1:10:40Challenge: Chapter I of Part IV praises some of public works side of government: "The same principle, the same love of system, the same regard to the beauty of order, of art and contrivance, frequently serves to recommend those institutions which tend to promote the public welfare...". Roads, seems to be positive. Talking about public policy generally, not that it should be government works. Fourth source of moral approval in first podcast. Classical liberalism, semi-anthropomorphic view of the whole. Organism that views the whole with whom we then sympathize. Libertarian circles veered away from this. Hayek, less that way earlier; more so in Mises; Rothbard. Smith: we should think in these social organism terms, imagining spectators with a social view; knowledge and benevolence, but don't have power or are constraining themselves; or have moral power through invisible hand that affects us in our breast. This being doesn't sound anything like government. Austrian movement, veered too much away; Kirzner, James Buchanan tension, using anthropomorphic view but bridling it. Discussion of grand affairs does inspire generosity. Leamer podcast: don't want to confuse our model with reality.
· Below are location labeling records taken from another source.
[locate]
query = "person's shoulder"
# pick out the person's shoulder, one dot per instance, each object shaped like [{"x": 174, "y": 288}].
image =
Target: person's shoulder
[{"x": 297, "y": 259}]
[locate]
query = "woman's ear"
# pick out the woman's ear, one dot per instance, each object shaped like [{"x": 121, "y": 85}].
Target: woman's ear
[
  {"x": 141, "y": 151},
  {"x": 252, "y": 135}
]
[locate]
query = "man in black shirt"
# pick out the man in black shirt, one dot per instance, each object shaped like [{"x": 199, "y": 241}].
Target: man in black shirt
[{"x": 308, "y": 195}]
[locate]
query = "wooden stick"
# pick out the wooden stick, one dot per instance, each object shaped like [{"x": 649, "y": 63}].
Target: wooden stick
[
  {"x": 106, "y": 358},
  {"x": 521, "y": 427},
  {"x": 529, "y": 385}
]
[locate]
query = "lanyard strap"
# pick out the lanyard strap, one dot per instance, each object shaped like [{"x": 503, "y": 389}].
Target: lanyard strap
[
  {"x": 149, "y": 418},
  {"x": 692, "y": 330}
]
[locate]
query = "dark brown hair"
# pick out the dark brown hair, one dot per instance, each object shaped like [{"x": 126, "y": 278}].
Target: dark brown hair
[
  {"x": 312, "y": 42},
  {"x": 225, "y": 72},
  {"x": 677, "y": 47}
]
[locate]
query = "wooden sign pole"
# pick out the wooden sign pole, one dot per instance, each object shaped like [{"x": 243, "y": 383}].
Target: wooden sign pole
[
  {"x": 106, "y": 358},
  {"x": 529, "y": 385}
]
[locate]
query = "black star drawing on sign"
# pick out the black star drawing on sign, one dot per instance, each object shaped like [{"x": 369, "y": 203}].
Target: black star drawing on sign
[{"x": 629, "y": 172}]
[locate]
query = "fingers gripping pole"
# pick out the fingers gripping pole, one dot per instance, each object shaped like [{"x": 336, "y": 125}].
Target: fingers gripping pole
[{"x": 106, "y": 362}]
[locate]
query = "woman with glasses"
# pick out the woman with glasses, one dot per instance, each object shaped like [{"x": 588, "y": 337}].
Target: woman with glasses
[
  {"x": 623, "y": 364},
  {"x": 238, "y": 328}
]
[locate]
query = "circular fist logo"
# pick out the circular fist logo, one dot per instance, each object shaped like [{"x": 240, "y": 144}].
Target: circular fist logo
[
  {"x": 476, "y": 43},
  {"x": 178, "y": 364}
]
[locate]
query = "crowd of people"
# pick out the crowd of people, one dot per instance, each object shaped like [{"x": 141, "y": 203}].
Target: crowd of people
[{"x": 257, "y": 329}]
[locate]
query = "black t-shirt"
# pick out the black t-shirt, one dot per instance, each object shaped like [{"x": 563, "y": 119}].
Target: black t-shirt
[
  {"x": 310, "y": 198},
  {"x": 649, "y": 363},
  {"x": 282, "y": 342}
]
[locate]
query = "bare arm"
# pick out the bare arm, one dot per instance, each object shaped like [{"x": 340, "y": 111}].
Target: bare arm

1:17:24Part V. Influence of custom and fashion, could be major topic but isn't. Clothing: custom is what everyone wears; fashion is the elite. Style is different schemes that may come in or out of fashion. Concerned whether influence of fashion can corrupt the moral sentiment. Moral sentiments more robust, not so sensitive to custom or fashion. Variation by profession, age, states of society. We can always step back and judge the propriety that the custom is recommending. Condemnation of slavery: never just, particular usages that are gross violations; custom has gone wrong. Evolutionary argument: if they did pervert the moral fabric, that society wouldn't prosper. Condemns infanticide; sometimes accepted as a custom; basically unjust. Example of where Smith goes out on a limb. Infanticide has not been in fashion for a while. Condemnation of slavery strong: "There is not a negro from the coast of Africa who does not, in this respect, possess a degree of magnanimity which the soul of his sordid master is too often scarce capable of conceiving...". Even savages feel magnanimity, more than the master. Essays by David Levy on race in Smith and Mill. Dog that doesn't bark, noted well into Part VI, no mention that moral sentiments are different amongst the classes. Savages--primitive peoples, lack of civilization--but otherwise remarkable egalitarian for his time. Levy-Peart essay: phrase "dismal science" came from Carlyle. Smith has no racial, almost no class stereotypes; certainly no class stereotypes. Not judgmental.